OLEH: Sitti Rahmawati, S.Tr.Stat*
Inflasi kian berkembang menjadi momok dalam kehidupan. Namun, inflasi yang terkendali justru bagus bagi perekonomian.
Inflasi akan mendorong berkembangnya ekonomi karena permintaan barang dan jasa meningkat sehingga membuat harganya naik. Sebaliknya, apabila inflasi ini tak terkendali, perekonomian negara menjadi tidak stabil bahkan runtuh.
Sebut saja Zimbabwe dan Venezuela yang masih terkendala hiperinflasi sampai sekarang. Bahkan, Sri Lanka mengalami krisis ekonomi dan politik terburuk yang pernah ada akibat hiperinflasi yang mencapai 60,8 persen year-on-year (Y-o-Y) per Juli 2022 ini (Bank Sental Sri Lanka, 2022).
Indonesia pun pernah mengalami hiperinflasi pada 1963 – 1965. Pada waktu itu, inflasi mencapai sekitar 600 persen yang dilatarbelakangi oleh pencetakan uang secara terus menerus untuk membayar hutang dan membiayai proyek mercusuar.
Proyek tersebut antara lain membangun monumen dan bangunan megah, seperti Monumen Nasional (Monas), Gelora Bung Karno, Hotel Indonesia, Jembatan Semanggi dan sebagainya dalam menyambut Games of the New Emerging Forces (GANEFO), ajang olahraga negara-negara berkembang yang didirikan oleh mantan presiden Ir. Soekarno sebagai bukti eksistensi Indonesia di kancah Internasional.
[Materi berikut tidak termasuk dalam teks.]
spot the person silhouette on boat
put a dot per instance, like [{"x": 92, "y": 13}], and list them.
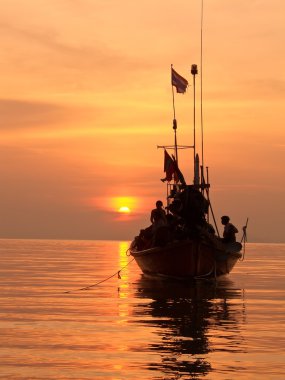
[
  {"x": 158, "y": 216},
  {"x": 229, "y": 235}
]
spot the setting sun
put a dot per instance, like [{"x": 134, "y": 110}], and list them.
[{"x": 124, "y": 209}]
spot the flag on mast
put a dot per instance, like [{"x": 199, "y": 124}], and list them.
[
  {"x": 178, "y": 82},
  {"x": 172, "y": 170}
]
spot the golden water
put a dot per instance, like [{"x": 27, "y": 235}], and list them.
[{"x": 136, "y": 327}]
Meskipun hiperinflasi di Indonesia yang separah itu tidak terjadi lagi (hiperinflasi pada 1998 sekitar 70 persen), namun perubahan tingkat harga barang dan penurunan daya beli tetap terasa.
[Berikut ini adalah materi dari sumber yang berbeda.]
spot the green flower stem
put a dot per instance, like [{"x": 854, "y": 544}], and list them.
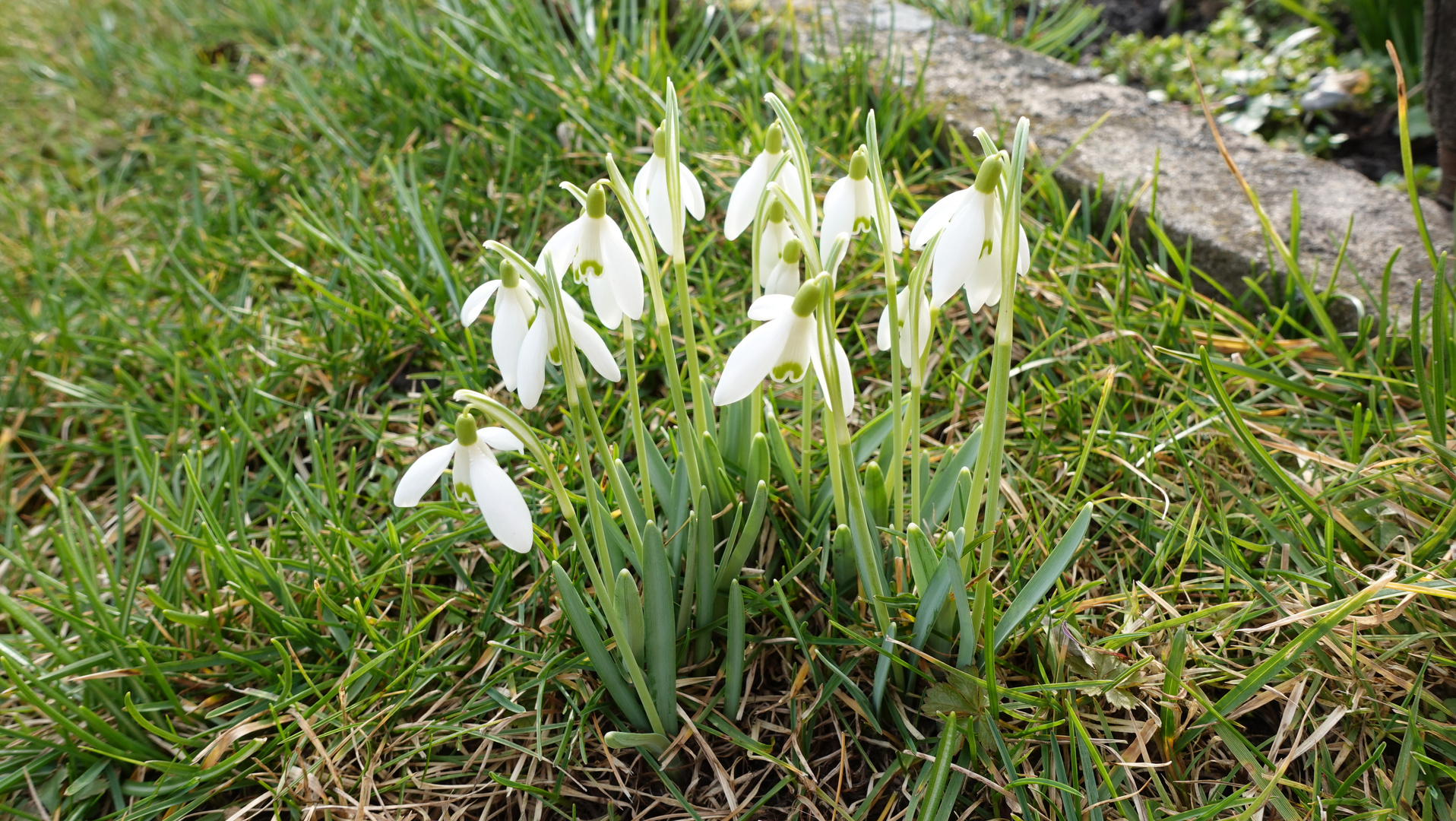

Sebagai perbandingan kecil namun sangat nyata adalah pada 10 tahun lalu kita masih bisa membeli 1 buah donat seharga 500 rupiah. Namun di jaman sekarang, 500 rupiah hanya bisa ditukar dengan permen.
Contoh lainnya, 5 tahun yang lalu dengan 150 juta kita bisa membeli sebuah mobil, namun sekarang jumlah uang tersebut tidak bisa lagi untuk membeli mobil dengan tipe yang sama.
Hal tersebut membuktikan bahwa nilai mata uang yang semakin rendah dari tahun ke tahun.
Apalagi setelah Badan Pusat Statistik (BPS) merilis angka inflasi bulan Juli 2022 sebesar 4,94 persen (Y-o-Y).
Dilansir dari media elektronik Kontan, ekonom Achmad Nur Hidayat, sebagai Pengamat Kebijakan Publik dan Kepala Studi Ekonomi Politik UPN Veteran Jakarta memperkirakan tekanan hiperinflasi double digit akan terjadi mulai September 2022 mendatang.
Untuk Sulawesi Tengah sendiri, menurut BPS, angka inflasi bulan Juli 2022 bahkan lebih besar dari nasional yaitu sebesar 6,21 persen (Y-oY). Kondisi kenaikan harga barang dan jasa yang saling menyusul pada tahun 2022 ini menjadi sinyal kenaikan inflasi selanjutnya.
Lihat saja sekarang, harga BBM non-subsidi naik imbas harga minyak mentah dunia yang masih tinggi. Harga mie instan juga kabarnya akan naik 3 kali lipat akibat pasokan gandum dari Rusia dan Ukraina yang terhambat karena perang. Harga minyak goreng, tahu, tempe, daging sapi, dan lain-lain sudah lebih dulu naik.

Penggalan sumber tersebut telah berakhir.